I encountered the above when dealing with the Bessel functions of the first kind, $J_n(z)$, specifically $n=0$. Using the differential-equation definition of the Bessel function, I obtained the above question's equivalence to $$I(z)=\int_0^\pi e^{i z \cos(\theta)}( \cos(\theta)+iz\sin^2(\theta))d \theta =0.$$
How is this proved?
I think the series definition is best. The series definition of the Bessel function is
$$J_{\nu}(z) = \sum_{n=0}^{\infty}\frac{(-1)^n}{\Gamma(n+\nu+1)\,n!}\left(\frac{x}{2}\right)^{2n+\nu}.$$
We will expand $e^{iz\cos(\theta)}$ as a power series as follows:
$$e^{iz\cos(\theta)} = \sum_{n=0}^{\infty}\frac{1}{n!}(iz\cos(\theta))^n.$$
So integrating term by term (which we can do since our series converges absolutely and uniformly everywhere) we have
$$\frac{1}{\pi}\int_0^{\pi}e^{iz\cos(\theta)}d\theta = \frac{1}{\pi}\int_0^{\pi}\sum_{n=0}^{\infty}\frac{1}{n!}(iz\cos(\theta))^nd\theta = \frac{1}{\pi}\sum_{n=0}^{\infty}\frac{1}{n!}i^nz^n\int_0^{\pi}\cos^n(\theta)d\theta.$$
Now we should make use of the identity (which you can prove by induction)

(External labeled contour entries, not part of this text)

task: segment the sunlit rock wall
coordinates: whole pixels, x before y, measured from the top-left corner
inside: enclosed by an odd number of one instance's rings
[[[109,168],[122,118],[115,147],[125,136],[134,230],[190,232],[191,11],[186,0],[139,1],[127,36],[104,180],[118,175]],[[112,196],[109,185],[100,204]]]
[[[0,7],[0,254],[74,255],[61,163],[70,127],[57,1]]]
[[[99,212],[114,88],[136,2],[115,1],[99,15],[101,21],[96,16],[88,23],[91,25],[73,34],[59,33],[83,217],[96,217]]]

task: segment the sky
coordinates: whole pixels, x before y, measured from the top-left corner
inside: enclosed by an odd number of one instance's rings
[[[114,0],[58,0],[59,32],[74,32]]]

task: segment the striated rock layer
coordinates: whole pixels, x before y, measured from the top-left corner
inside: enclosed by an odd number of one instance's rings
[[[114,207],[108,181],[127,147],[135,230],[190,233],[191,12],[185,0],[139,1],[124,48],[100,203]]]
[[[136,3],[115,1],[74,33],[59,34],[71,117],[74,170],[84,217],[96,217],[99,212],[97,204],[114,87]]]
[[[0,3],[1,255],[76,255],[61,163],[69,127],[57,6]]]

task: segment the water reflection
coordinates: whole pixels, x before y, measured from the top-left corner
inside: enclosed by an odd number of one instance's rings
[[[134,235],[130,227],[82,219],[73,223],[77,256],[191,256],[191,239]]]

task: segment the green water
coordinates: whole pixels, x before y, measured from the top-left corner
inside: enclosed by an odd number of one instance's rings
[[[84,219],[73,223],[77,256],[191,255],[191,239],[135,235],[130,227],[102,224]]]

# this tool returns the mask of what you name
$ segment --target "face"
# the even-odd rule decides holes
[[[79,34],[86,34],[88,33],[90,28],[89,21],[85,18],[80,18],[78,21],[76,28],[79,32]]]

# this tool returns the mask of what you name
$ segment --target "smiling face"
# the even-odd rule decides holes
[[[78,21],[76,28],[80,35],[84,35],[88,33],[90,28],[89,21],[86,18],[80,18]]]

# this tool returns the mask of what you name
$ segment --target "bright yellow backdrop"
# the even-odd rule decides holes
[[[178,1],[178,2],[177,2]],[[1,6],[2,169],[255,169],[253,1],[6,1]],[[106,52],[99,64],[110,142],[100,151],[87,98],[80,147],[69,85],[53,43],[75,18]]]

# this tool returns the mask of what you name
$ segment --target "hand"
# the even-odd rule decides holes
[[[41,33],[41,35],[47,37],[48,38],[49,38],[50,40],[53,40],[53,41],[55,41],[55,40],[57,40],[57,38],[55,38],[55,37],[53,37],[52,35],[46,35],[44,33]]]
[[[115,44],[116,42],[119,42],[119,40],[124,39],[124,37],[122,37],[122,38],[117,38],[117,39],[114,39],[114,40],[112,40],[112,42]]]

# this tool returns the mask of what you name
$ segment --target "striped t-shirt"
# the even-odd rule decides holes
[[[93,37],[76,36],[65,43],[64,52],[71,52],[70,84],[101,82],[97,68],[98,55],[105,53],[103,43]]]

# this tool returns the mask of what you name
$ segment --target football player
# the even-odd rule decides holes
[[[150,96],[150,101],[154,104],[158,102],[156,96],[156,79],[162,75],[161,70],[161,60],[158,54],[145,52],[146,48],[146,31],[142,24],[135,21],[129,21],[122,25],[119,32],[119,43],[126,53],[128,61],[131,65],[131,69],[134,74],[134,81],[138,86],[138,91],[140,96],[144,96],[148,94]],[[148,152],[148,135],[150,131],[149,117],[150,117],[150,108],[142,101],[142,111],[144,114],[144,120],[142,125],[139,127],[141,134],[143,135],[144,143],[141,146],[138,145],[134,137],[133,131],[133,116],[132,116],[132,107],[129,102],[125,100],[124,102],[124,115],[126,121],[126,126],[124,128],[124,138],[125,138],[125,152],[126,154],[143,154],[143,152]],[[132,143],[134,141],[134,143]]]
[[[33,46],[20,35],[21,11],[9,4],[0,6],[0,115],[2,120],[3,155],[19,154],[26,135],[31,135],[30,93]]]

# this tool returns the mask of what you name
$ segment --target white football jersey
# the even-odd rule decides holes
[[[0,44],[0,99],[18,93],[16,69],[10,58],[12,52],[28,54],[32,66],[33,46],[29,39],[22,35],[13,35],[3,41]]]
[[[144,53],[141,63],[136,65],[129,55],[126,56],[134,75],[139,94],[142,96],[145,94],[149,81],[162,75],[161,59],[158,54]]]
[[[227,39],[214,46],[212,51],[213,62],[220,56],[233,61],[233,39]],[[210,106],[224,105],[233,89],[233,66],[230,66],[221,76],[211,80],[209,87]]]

$$\int_0^{\pi}\cos^n(\theta)d\theta = \begin{cases}0 & n \text{ odd}\\\frac{(2n)!\pi}{2^{2n}(n!)^2} & n \text{ even}\end{cases}. $$
Then we have
$$\frac{1}{\pi}\int_0^{\pi}e^{iz\cos(\theta)}d\theta = \frac{1}{\pi}\sum_{n=0}^{\infty}\frac{1}{(2n)!}i^{2n}z^{2n}\frac{(2n)!\pi}{2^{2n}(n!)^2} = \sum_{n=0}^{\infty} \frac{(-1)^n}{(n!)^2}\left(\frac{z}{2}\right)^{2n}. $$
This is exactly what we wanted to show (noting that $\Gamma(n+1) = n!$).